A proposal to alter the state constitution to make the Tennessee attorney general a popularly elected post has once again failed to pass in the state Senate.
Senate Joint Resolution 123, sponsored by Mt. Juliet Republican Mae Beavers, already came up short once this session. On Feb. 5 those who voted “aye” outnumbered the noes, 15-14. However, that wasn’t enough support to meet the 17-vote minimum “constitutional majority” of the body required for passage.
On Thursday, SJR123 actually did worse than the first time.

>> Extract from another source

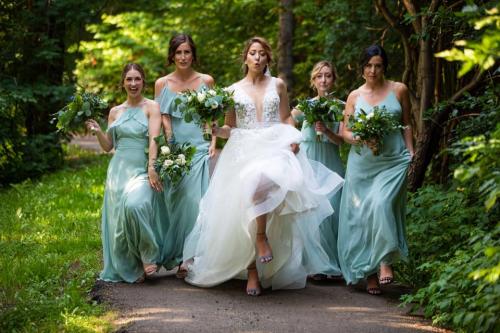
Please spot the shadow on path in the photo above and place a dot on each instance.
(166, 304)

Like the vote last month, 15 senators voted in favor, but 16 voted against it this time.
There’d been speculation that a couple senators, Republican Mark Green of Clarksville and Minority Leader Jim Kyle, D-Memphis, might vote yes and push the elect-the-AG amendment over the top.

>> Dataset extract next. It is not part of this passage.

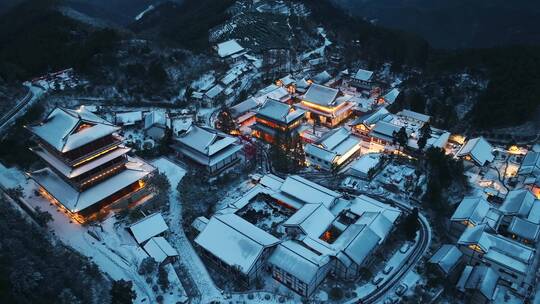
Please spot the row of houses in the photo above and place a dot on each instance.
(326, 233)
(495, 254)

Green, who is sponsoring a proposed constitutional amendment of his own to alter the attorney general selection process — his would grant that power to state legislators — ended up voting no Thursday, as he did on Feb. 5.

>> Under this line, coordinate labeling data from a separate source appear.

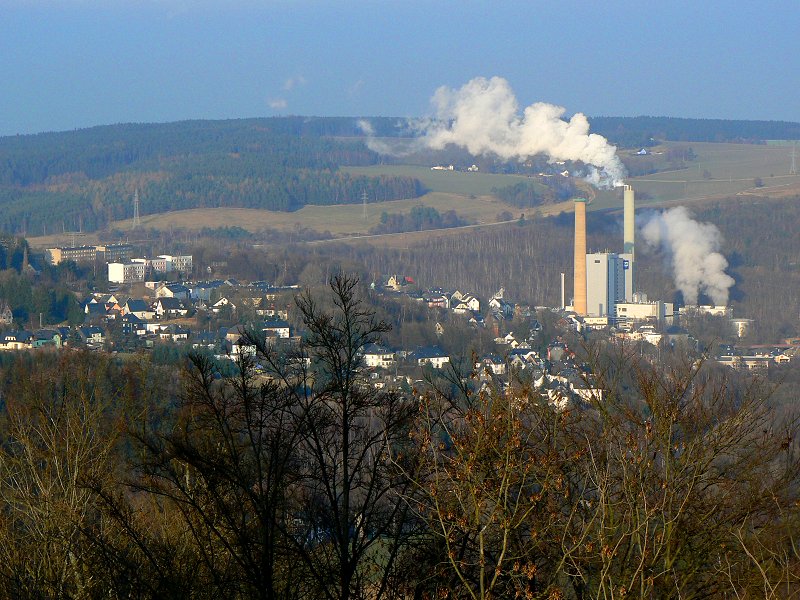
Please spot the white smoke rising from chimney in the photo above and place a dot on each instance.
(692, 249)
(483, 117)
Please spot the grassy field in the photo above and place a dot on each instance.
(450, 182)
(720, 170)
(339, 220)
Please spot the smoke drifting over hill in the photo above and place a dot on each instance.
(692, 249)
(483, 117)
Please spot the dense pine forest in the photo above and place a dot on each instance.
(85, 179)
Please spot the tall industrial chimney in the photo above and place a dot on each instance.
(629, 220)
(579, 301)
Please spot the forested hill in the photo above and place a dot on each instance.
(645, 131)
(87, 178)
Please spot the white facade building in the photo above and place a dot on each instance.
(658, 312)
(126, 272)
(609, 279)
(182, 263)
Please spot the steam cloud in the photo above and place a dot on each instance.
(692, 249)
(483, 117)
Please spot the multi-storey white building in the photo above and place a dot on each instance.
(608, 280)
(128, 272)
(182, 263)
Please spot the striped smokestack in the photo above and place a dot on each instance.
(579, 302)
(628, 229)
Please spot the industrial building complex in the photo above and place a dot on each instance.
(604, 288)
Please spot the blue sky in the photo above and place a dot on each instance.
(66, 64)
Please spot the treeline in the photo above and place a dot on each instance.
(418, 218)
(122, 480)
(630, 132)
(36, 294)
(86, 179)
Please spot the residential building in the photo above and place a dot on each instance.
(127, 272)
(376, 356)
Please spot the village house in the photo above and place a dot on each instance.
(376, 356)
(92, 335)
(169, 308)
(173, 290)
(6, 316)
(15, 340)
(430, 355)
(140, 308)
(276, 328)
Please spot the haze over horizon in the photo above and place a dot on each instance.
(80, 63)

Kyle, who is running for judge in Shelby County, did vote yes this time, However, Janice Bowling, R-Tullahoma, who like Kyle did not vote on Feb. 5, voted no Thursday. And Ophelia Ford, D-Memphis, switched from a yes last time to a no this time.
Green agrees that having the state attorney general picked by the Supreme Court creates a conflict of interest. But he also worries that making the attorney general run for office statewide will have the effect of attracting people who have higher political aspirations.
“In states where the attorney general runs statewide, the attorney general oftentimes ends up not representing the people very well because they have quit halfway through their session to go run for governor, and that is not what is in the best interest of the people,” Green said during debate on SJR123 Thursday.
Green said the attorney general should be “as unbiased as possible,” and said the state’s Legislature-driven system of picking “constitutional officers” — the comptroller, secretary of state and treasurer — works best to ensure political neutrality is maintained to the highest degree possible.
Tennessee is the only state in the country that has empowered its Supreme Court to appoint the attorney general. Forty-three states have popularly elected attorney generals and the rest have some form or combination of gubernatorial and legislative appointment.
Beavers argued, as she has in the past, that in the current system the attorney general is unaccountable to the people. Establishing direct elections would be the best way to make the officeholder directly answerable to the citizenry, she said.
“If the attorney general is supposed to be the attorney for the people of the state of Tennessee, then it doesn’t make much sense to me that he or she is twice removed from the citizens of Tennessee,” said Beavers. “Currently, the citizens of Tennessee must select a governor, who appoints his Supreme Court justices, who then in turn appoint the attorney general. This process eliminates any substantial or practical check of the attorney general by the people of Tennessee, the general’s main and most important clients.”
Doug Overbey, a Republican from Maryville, reiterated a version of his standard “if-it-ain’t-broke-don’t-fix-it” line against altering the attorney general selection process in any way.
“Unless it can be demonstrated that there is a problem in the way we have selected an attorney general since the constitutional convention of 1870, then we should not be changing it,” said Overbey. He went on to suggest that past attorneys general for the state have shown a lot of independence and courage in their willingness to pursue what they believe to be in the state’s best legal interests irrespective of partisan political considerations.
“The beauty of our federal system is that Tennessee does not have to follow the trend and elect its attorney general just because other states do,” said Overbey. “That is a decision where our state is sovereign. We may have the only system of selecting the attorney general the way our attorney general is selected, but it may just be that…the framers of the 1870 constitution got it right.”
Beavers responded, “Maybe the framers of the 1870 constitution thought that was a good way to appoint the attorney general, but things changed in the 1970s when we started the Tennessee Plan.”